How superforecasting could be manipulated

post by AllAmericanBreakfast · 2020-04-17T06:47:51.289Z · LW · GW · 4 comments


  How superforecasting could be manipulated
  Testing calibration is not a fix
  Why this matters


What if Philip Tetlock wanted to game his own superforecasting system? He runs his own consulting firm. The information he's selling is not available to the public. How would he do it in a way that isn't violating any of the rules he's set up for forecasting?

I'm not saying he is, not at all. I respect Tetlock greatly, admire the work he's done, and seek to learn from it. In fact, it's in the spirit he brings to his enterprise that I'm questioning it. After all, his work is based on calling out the wiggle room "expert" commentators give themselves, and trying to get rid of it. I'm examining whether there might yet be a little bit of wiggle room left in the system.

How superforecasting could be manipulated

My understanding is that Tetlock designates as superforecasters the top 2% of participants in his tournaments. He evaluates their accuracy to see whether it stays steady or regresses to the mean, and finds that superforecasters really are better than the average person at predicting complex world events.
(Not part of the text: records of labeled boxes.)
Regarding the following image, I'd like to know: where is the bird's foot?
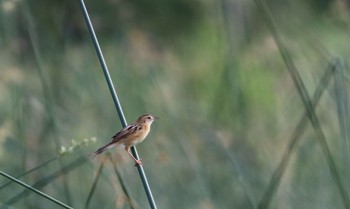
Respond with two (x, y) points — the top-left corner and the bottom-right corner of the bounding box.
(135, 159), (142, 167)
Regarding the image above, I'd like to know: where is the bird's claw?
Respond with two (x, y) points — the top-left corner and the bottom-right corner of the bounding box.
(135, 159), (142, 167)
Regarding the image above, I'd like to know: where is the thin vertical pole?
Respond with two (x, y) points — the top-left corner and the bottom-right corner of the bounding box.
(80, 0), (157, 209)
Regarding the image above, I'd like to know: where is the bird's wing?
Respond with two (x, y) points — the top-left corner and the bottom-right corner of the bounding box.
(112, 123), (142, 143)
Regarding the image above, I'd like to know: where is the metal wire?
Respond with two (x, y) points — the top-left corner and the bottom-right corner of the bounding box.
(80, 0), (157, 209)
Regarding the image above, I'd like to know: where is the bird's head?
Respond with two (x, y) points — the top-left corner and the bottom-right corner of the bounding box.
(137, 114), (159, 125)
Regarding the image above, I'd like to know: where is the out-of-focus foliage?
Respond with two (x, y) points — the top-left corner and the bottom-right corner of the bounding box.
(0, 0), (350, 209)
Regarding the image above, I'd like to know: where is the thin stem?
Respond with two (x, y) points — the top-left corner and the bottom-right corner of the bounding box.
(80, 0), (157, 209)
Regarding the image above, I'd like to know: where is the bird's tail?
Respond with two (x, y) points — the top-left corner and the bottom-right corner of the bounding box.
(93, 142), (115, 158)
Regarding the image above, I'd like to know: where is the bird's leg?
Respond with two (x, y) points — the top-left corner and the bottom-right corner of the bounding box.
(126, 149), (142, 166)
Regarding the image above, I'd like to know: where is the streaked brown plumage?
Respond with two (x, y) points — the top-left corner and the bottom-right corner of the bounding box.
(94, 114), (158, 165)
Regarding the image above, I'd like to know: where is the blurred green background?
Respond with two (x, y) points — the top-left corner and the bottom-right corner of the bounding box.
(0, 0), (350, 209)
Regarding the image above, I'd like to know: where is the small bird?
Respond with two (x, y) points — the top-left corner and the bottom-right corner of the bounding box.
(94, 114), (159, 166)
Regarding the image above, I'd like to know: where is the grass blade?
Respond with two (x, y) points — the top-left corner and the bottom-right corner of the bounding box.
(0, 171), (72, 209)
(254, 0), (350, 209)
(259, 61), (335, 208)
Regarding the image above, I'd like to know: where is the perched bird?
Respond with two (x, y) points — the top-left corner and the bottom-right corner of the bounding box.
(94, 114), (159, 166)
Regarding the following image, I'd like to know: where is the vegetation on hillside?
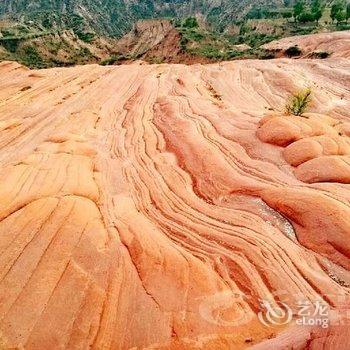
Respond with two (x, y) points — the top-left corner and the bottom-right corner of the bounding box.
(286, 88), (311, 116)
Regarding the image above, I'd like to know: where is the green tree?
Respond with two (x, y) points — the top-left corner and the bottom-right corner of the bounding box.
(331, 1), (346, 22)
(311, 0), (324, 23)
(299, 11), (314, 23)
(335, 11), (346, 24)
(293, 0), (305, 21)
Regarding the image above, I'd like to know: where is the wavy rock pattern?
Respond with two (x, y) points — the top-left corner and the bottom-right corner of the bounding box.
(0, 59), (350, 349)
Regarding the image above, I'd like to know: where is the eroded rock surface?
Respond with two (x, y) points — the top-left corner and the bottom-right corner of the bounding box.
(0, 59), (350, 349)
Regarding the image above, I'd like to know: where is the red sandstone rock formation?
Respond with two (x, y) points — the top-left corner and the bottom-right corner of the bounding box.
(0, 50), (350, 349)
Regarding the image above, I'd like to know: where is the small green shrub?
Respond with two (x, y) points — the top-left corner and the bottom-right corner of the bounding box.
(286, 88), (311, 116)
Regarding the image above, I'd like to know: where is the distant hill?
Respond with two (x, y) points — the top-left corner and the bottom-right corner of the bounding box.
(0, 0), (283, 36)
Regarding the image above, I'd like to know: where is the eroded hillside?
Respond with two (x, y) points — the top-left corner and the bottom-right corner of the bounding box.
(0, 48), (350, 349)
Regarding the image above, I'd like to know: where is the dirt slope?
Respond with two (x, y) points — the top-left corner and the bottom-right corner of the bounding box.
(0, 53), (350, 349)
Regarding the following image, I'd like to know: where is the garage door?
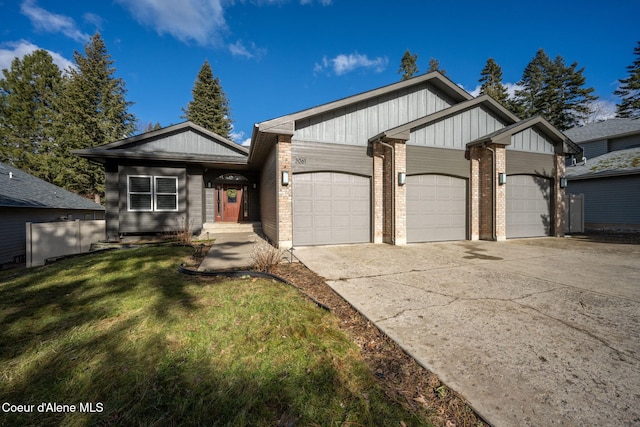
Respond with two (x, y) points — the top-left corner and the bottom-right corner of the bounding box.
(506, 175), (551, 238)
(292, 172), (371, 246)
(407, 175), (467, 243)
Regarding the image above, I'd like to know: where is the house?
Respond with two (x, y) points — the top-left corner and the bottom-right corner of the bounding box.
(0, 163), (105, 266)
(565, 117), (640, 230)
(75, 72), (578, 248)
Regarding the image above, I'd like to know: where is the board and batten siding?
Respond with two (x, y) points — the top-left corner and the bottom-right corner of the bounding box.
(567, 175), (640, 228)
(118, 166), (189, 234)
(407, 145), (470, 178)
(506, 150), (554, 178)
(291, 140), (373, 176)
(294, 82), (453, 146)
(407, 106), (505, 150)
(127, 131), (246, 158)
(260, 145), (278, 242)
(507, 128), (555, 154)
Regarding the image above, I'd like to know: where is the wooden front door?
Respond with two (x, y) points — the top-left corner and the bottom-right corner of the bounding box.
(218, 185), (242, 222)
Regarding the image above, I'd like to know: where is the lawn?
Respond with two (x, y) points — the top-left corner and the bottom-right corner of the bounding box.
(0, 246), (428, 426)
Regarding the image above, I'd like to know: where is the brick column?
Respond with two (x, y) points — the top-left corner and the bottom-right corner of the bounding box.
(372, 143), (385, 243)
(277, 135), (293, 249)
(553, 154), (567, 237)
In theory, the way the system could be manipulated is in the selection of questions.

Superforecasters are eventually set apart from regular forecasters. For example, the questions answered at Good Judgment, Tetlock's professional consulting firm, are not visible to the public. I have to assume they're not (all) mirrored at Good Judgment Open, his open-to-all platform for forecasting. Hence, no way for even a client to compare how superforecasters do on these questions compared to the average Joanne.

How could their accuracy be inflated, even while answering unambiguous questions and being evaluated in a purely algorithmic fashion?
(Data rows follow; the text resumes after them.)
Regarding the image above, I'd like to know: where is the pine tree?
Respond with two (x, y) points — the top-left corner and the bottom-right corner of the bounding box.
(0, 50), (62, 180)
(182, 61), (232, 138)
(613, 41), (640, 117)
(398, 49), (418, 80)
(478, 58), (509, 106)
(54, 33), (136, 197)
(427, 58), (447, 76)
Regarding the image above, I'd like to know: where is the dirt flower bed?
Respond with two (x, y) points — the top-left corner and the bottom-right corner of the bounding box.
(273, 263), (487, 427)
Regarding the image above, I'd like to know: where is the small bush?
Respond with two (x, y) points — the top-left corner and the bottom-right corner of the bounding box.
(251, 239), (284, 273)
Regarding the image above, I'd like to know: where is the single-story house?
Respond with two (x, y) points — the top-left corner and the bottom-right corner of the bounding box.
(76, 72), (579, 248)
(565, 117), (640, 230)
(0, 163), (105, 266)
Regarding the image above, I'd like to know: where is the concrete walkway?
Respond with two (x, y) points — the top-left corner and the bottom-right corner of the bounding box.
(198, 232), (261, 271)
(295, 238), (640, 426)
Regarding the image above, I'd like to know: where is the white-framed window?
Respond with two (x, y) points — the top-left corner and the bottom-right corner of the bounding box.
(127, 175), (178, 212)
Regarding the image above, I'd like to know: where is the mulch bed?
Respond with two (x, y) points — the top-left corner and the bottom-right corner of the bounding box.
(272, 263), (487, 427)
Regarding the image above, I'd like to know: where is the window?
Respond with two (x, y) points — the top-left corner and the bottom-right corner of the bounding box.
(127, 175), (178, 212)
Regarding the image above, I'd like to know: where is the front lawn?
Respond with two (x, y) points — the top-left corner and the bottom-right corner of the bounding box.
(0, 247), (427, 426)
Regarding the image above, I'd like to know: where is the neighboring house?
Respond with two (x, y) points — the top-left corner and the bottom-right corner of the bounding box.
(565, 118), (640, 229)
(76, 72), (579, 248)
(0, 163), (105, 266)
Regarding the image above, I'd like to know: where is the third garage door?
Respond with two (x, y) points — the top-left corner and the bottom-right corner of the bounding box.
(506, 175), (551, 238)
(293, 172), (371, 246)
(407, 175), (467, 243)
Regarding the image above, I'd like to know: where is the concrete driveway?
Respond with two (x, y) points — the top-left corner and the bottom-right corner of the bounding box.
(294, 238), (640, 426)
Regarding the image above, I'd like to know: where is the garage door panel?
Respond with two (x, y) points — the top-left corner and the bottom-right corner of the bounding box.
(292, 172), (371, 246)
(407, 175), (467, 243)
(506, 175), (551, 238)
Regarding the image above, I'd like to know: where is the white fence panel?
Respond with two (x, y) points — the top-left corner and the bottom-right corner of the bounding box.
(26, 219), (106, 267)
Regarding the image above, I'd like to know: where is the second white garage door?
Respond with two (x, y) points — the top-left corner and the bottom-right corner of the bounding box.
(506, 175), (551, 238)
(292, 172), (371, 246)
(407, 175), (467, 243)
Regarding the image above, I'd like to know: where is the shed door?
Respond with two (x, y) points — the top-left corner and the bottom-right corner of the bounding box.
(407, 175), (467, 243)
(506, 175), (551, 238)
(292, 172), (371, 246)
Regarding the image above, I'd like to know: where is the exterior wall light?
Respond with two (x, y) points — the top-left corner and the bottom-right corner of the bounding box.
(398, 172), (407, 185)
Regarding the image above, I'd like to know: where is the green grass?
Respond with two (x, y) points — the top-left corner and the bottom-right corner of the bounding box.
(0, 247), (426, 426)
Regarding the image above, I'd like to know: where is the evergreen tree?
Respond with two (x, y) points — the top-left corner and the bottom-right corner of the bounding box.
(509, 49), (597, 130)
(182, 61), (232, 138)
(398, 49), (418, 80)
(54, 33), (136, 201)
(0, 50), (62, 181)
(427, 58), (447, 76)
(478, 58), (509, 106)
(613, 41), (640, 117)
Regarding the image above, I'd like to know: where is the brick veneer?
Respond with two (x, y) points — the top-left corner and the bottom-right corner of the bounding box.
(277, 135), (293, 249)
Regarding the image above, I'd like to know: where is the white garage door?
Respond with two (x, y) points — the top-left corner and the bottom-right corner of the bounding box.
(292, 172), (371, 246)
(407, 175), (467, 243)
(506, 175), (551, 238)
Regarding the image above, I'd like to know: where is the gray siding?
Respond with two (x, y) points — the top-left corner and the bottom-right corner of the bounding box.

By choosing primarily questions that are in fact easy to answer for a professional, yet appear difficult to the typical client.

Here are two versions of the same question:

"Will Donald Trump and Kim Jong Un meet on or before Dec. 31, 2020?"
"Will Donald Trump and Kim Jong Un meet in Seoul on or before Dec. 31, 2020?"
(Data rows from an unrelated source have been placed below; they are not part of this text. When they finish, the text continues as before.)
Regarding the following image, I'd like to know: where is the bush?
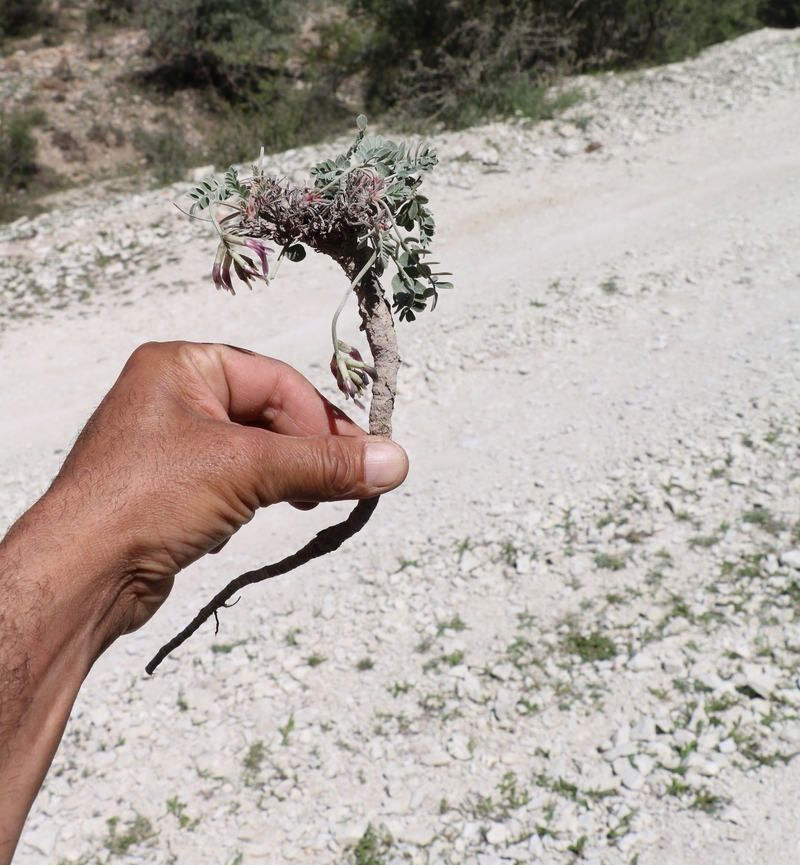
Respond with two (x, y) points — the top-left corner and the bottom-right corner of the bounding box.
(133, 124), (189, 184)
(0, 113), (42, 199)
(352, 0), (574, 125)
(138, 0), (306, 96)
(758, 0), (800, 27)
(350, 0), (780, 125)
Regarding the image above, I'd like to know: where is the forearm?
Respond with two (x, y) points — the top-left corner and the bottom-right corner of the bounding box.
(0, 494), (131, 865)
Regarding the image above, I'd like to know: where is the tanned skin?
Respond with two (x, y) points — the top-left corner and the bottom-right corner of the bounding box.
(0, 343), (408, 865)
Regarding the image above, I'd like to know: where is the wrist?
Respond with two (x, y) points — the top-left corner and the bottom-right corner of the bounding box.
(0, 494), (133, 863)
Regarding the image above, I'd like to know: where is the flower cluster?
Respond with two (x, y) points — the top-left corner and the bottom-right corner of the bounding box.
(331, 340), (378, 409)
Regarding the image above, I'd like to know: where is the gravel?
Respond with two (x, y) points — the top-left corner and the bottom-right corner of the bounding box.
(0, 23), (800, 865)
Most readers here are savvy enough to realize that the odds of these world leaders meeting in Seoul are lower than them meeting at all, and familiar enough with the conjunction fallacy to know that "in Seoul" may actually make the second version seem more plausible to some readers. A professional superforecaster (or question writer for a global risk analysis firm) would know that Seoul, being the capital of South Korea, is an unlikely location for a next meeting place for Dear Leader. So by positing this question, you give the superforecasters an easy A.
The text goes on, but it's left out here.